Re: [RFC PATCH 09/21] KVM: TDX: Enable 2MB mapping size after TD is RUNNABLE

Yan Zhao <yan.y.zhao@xxxxxxxxx> · Wed, 2 Jul 2025 09:07:09 +0800

On Wed, Jul 02, 2025 at 08:18:48AM +0800, Edgecombe, Rick P wrote:
> On Wed, 2025-07-02 at 08:12 +0800, Yan Zhao wrote:
> > > Then (3) could be skipped in the case of ability to demote under read lock?
> > > 
> > > I noticed that the other lpage_info updaters took mmu write lock, and I
> > > wasn't
> > > sure why. We shouldn't take a lock that we don't actually need just for
> > > safety
> > > margin or to copy other code.
> > Use write mmu_lock is of reason.
> > 
> > In the 3 steps, 
> > 1. set lpage_info
> > 2. demote if needed
> > 3. go to fault handler
> > 
> > Step 2 requires holding write mmu_lock before invoking
> > kvm_split_boundary_leafs().
> > The write mmu_lock is also possible to get dropped and re-acquired in
> > kvm_split_boundary_leafs() for purpose like memory allocation.
> > 
> > If 1 is with read mmu_lock, the other vCPUs is still possible to fault in at
> > 2MB
> > level after the demote in step 2.
> > Luckily, current TDX doesn't support promotion now.
> > But we can avoid wading into this complex situation by holding write mmu_lock
> > in 1.
> 
> I don't think because some code might race in the future is a good reason to
> take the write lock.

I still prefer to hold write mmu_lock right now.

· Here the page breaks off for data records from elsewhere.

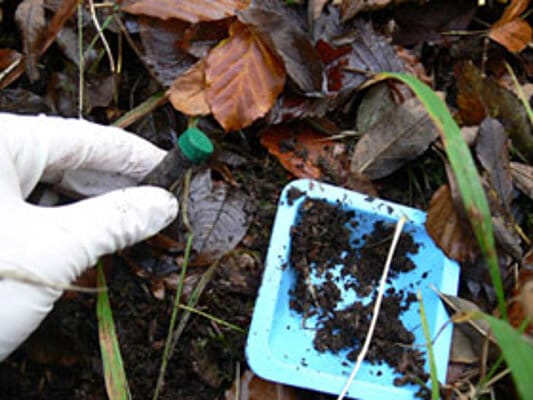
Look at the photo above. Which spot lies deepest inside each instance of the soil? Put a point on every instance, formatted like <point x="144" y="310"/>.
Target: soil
<point x="321" y="241"/>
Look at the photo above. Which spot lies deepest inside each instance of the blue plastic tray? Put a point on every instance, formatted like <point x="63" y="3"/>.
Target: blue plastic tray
<point x="278" y="347"/>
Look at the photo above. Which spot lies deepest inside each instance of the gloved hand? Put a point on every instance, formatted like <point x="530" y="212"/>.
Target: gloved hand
<point x="56" y="244"/>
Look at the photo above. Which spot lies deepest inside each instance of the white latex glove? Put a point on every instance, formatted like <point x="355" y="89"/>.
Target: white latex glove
<point x="56" y="244"/>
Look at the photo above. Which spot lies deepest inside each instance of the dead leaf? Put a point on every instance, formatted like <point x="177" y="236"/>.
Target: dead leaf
<point x="31" y="22"/>
<point x="400" y="135"/>
<point x="350" y="58"/>
<point x="252" y="387"/>
<point x="493" y="153"/>
<point x="424" y="22"/>
<point x="187" y="93"/>
<point x="479" y="96"/>
<point x="243" y="78"/>
<point x="298" y="148"/>
<point x="521" y="305"/>
<point x="447" y="229"/>
<point x="300" y="58"/>
<point x="219" y="215"/>
<point x="523" y="178"/>
<point x="21" y="101"/>
<point x="190" y="11"/>
<point x="477" y="331"/>
<point x="161" y="55"/>
<point x="510" y="30"/>
<point x="514" y="35"/>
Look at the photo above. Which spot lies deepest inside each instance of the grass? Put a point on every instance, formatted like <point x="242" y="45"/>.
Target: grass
<point x="465" y="173"/>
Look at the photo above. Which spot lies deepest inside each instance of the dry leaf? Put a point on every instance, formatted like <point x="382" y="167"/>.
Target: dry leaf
<point x="187" y="93"/>
<point x="299" y="56"/>
<point x="185" y="10"/>
<point x="479" y="95"/>
<point x="31" y="22"/>
<point x="400" y="135"/>
<point x="251" y="387"/>
<point x="161" y="55"/>
<point x="493" y="153"/>
<point x="523" y="178"/>
<point x="298" y="148"/>
<point x="446" y="228"/>
<point x="243" y="77"/>
<point x="521" y="305"/>
<point x="514" y="35"/>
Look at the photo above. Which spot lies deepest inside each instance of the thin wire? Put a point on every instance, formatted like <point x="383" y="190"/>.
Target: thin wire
<point x="377" y="306"/>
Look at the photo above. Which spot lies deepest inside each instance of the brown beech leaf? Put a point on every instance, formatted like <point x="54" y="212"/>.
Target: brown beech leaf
<point x="187" y="93"/>
<point x="521" y="304"/>
<point x="514" y="35"/>
<point x="31" y="22"/>
<point x="523" y="178"/>
<point x="185" y="10"/>
<point x="9" y="59"/>
<point x="444" y="226"/>
<point x="399" y="135"/>
<point x="161" y="55"/>
<point x="252" y="387"/>
<point x="243" y="77"/>
<point x="493" y="153"/>
<point x="301" y="60"/>
<point x="298" y="148"/>
<point x="479" y="96"/>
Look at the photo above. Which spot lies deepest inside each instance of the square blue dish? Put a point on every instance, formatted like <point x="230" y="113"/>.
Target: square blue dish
<point x="279" y="348"/>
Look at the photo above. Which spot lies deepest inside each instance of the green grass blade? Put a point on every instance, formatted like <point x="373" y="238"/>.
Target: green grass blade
<point x="465" y="172"/>
<point x="114" y="373"/>
<point x="518" y="354"/>
<point x="431" y="354"/>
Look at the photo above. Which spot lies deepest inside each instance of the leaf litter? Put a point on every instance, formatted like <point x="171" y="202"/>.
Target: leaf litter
<point x="310" y="114"/>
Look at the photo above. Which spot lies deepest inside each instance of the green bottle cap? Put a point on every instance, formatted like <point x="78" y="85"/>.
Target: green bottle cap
<point x="195" y="145"/>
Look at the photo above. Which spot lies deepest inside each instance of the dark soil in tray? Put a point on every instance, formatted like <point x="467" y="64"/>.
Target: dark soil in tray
<point x="321" y="241"/>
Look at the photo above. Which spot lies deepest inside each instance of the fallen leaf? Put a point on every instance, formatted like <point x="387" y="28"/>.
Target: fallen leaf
<point x="477" y="331"/>
<point x="487" y="97"/>
<point x="523" y="178"/>
<point x="31" y="22"/>
<point x="300" y="58"/>
<point x="520" y="306"/>
<point x="352" y="57"/>
<point x="21" y="101"/>
<point x="298" y="148"/>
<point x="190" y="11"/>
<point x="493" y="153"/>
<point x="399" y="135"/>
<point x="447" y="228"/>
<point x="10" y="59"/>
<point x="425" y="22"/>
<point x="243" y="78"/>
<point x="187" y="92"/>
<point x="252" y="387"/>
<point x="219" y="216"/>
<point x="514" y="35"/>
<point x="161" y="55"/>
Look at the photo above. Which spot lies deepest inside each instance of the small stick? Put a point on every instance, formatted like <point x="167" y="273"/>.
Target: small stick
<point x="377" y="306"/>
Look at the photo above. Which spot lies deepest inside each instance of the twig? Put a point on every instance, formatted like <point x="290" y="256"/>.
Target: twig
<point x="377" y="306"/>
<point x="102" y="36"/>
<point x="31" y="279"/>
<point x="81" y="82"/>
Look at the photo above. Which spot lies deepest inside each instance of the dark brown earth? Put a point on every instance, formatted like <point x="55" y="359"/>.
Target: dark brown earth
<point x="321" y="240"/>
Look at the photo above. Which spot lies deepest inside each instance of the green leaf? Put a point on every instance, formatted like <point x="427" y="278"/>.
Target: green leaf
<point x="518" y="354"/>
<point x="115" y="377"/>
<point x="465" y="172"/>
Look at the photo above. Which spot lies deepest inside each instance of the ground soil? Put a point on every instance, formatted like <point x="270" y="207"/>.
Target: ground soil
<point x="321" y="242"/>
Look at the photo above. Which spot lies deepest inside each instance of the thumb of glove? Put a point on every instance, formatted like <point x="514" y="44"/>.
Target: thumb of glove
<point x="57" y="244"/>
<point x="111" y="222"/>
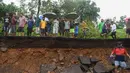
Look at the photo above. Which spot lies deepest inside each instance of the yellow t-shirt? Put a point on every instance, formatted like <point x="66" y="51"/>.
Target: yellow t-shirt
<point x="42" y="24"/>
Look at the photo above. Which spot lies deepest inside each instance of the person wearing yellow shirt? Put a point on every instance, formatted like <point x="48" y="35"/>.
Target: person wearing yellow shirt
<point x="42" y="27"/>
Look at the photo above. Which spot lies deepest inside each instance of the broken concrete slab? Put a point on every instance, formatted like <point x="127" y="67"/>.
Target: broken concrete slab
<point x="47" y="67"/>
<point x="99" y="68"/>
<point x="73" y="69"/>
<point x="84" y="60"/>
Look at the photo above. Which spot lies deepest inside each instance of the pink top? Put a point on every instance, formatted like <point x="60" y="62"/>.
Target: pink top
<point x="22" y="21"/>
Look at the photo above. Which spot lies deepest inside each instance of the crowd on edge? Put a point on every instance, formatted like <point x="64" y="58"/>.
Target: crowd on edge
<point x="66" y="27"/>
<point x="59" y="26"/>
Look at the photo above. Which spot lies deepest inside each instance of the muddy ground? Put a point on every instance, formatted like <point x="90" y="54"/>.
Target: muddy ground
<point x="29" y="60"/>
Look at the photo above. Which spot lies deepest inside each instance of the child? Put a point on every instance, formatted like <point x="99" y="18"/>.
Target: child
<point x="43" y="27"/>
<point x="72" y="29"/>
<point x="120" y="53"/>
<point x="30" y="26"/>
<point x="113" y="30"/>
<point x="76" y="30"/>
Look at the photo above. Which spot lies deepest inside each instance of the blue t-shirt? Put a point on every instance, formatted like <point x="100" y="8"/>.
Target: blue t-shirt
<point x="30" y="23"/>
<point x="76" y="29"/>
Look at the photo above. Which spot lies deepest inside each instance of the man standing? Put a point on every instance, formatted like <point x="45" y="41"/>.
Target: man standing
<point x="100" y="26"/>
<point x="128" y="28"/>
<point x="22" y="22"/>
<point x="55" y="27"/>
<point x="30" y="26"/>
<point x="61" y="27"/>
<point x="113" y="30"/>
<point x="13" y="25"/>
<point x="7" y="22"/>
<point x="67" y="27"/>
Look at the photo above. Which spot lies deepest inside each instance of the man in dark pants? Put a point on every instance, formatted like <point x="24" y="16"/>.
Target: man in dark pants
<point x="7" y="22"/>
<point x="113" y="30"/>
<point x="61" y="27"/>
<point x="30" y="26"/>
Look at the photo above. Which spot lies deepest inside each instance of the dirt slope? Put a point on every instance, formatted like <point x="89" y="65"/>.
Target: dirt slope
<point x="29" y="60"/>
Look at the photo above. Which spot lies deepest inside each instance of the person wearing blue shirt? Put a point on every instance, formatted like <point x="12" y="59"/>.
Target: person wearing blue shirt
<point x="30" y="26"/>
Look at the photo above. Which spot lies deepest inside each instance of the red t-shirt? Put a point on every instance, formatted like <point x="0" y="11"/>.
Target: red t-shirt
<point x="119" y="51"/>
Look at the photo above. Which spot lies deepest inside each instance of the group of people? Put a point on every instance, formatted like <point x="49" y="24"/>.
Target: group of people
<point x="44" y="26"/>
<point x="106" y="27"/>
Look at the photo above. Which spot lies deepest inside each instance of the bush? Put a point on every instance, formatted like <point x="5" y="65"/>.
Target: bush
<point x="92" y="31"/>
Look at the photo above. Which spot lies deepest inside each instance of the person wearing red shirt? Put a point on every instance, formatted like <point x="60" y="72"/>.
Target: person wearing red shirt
<point x="119" y="53"/>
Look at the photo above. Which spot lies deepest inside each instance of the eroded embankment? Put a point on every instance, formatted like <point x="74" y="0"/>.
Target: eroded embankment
<point x="29" y="60"/>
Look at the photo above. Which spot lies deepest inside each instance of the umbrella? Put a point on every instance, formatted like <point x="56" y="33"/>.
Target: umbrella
<point x="72" y="15"/>
<point x="50" y="15"/>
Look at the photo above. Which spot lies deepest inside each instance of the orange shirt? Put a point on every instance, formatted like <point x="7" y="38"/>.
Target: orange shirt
<point x="42" y="24"/>
<point x="119" y="51"/>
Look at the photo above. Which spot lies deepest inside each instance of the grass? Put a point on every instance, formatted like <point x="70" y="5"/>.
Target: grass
<point x="120" y="33"/>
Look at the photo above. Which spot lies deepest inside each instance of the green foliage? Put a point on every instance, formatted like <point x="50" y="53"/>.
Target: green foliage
<point x="10" y="8"/>
<point x="92" y="32"/>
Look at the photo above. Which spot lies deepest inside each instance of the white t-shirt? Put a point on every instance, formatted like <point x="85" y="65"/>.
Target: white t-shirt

Otherwise, we at least need to convert disallow_lpage to atomic variable and
updating it via an atomic way, e.g. cmpxchg. 

struct kvm_lpage_info {
        int disallow_lpage;
};

> > > > > For most accept
> > > > > cases, we could fault in the PTE's on the read lock. And in the future
> > > > > we
> > > > > could
> > > > 
> > > > The actual mapping at 4KB level is still with read mmu_lock in
> > > > __vmx_handle_ept_violation().
> > > > 
> > > > > have a demote that could work under read lock, as we talked. So
> > > > > kvm_split_boundary_leafs() often or could be unneeded or work under read
> > > > > lock
> > > > > when needed.
> > > > Could we leave the "demote under read lock" as a future optimization? 
> > > 
> > > We could add it to the list. If we have a TDX module that supports demote
> > > with a
> > > single SEAMCALL then we don't have the rollback problem. The optimization
> > > could
> > > utilize that. That said, we should focus on the optimizations that make the
> > > biggest difference to real TDs. Your data suggests this might not be the
> > > case
> > > today. 
> > Ok. 
> >  
> > > > > What is the problem in hugepage_set_guest_inhibit() that requires the
> > > > > write
> > > > > lock?
> > > > As above, to avoid the other vCPUs reading stale mapping level and
> > > > splitting
> > > > under read mmu_lock.
> > > 
> > > We need mmu write lock for demote, but as long as the order is:
> > > 1. set lpage_info
> > > 2. demote if needed
> > > 3. go to fault handler
> > > 
> > > Then (3) should have what it needs even if another fault races (1).
> > See the above comment for why we need to hold write mmu_lock for 1.
> > 
> > Besides, as we need write mmu_lock anyway for 2 (i.e. hold write mmu_lock
> > before
> > walking the SPTEs to check if there's any existing mapping), I don't see any
> > performance impact by holding write mmu_lock for 1.
> 
> It's maintainability problem too. Someday someone may want to remove it and
> scratch their head for what race they are missing.
I don't get why holding write mmu_lock will cause maintainability problem.
In contrast, if we want to use read mmu_lock in future, we need to carefully
check if there's any potential risk.

> > > > As guest_inhibit is set one-way, we could test it using
> > > > hugepage_test_guest_inhibit() without holding the lock. The chance to hold
> > > > write
> > > > mmu_lock for hugepage_set_guest_inhibit() is then greatly reduced.
> > > > (in my testing, 11 during VM boot).
> > > >  
> > > > > But in any case, it seems like we have *a* solution here. It doesn't
> > > > > seem
> > > > > like
> > > > > there are any big downsides. Should we close it?
> > > > I think it's good, as long as Sean doesn't disagree :)
> > > 
> > > He seemed onboard. Let's close it. We can even discuss lpage_info update
> > > locking
> > > on v2.
> > Ok. I'll use write mmu_lock for updating lpage_info in v2 first.
> 
> Specifically, why do the other lpage_info updating functions take mmu write
> lock. Are you sure there is no other reason?
1. The read mmu_lock can't prevent the other vCPUs from reading stale lpage_info.
2. Shadow code in KVM MMU only holds write mmu_lock, so it updates lpage_info
   with write mmu_lock.
3. lpage_info is not updated atomically. If there're two vCPUs updating
   lpage_info concurrently, lpage_info may hold an invalid value.
4. lpage_info is not updated in performance critical paths. No need to hold
   read mmu_lock.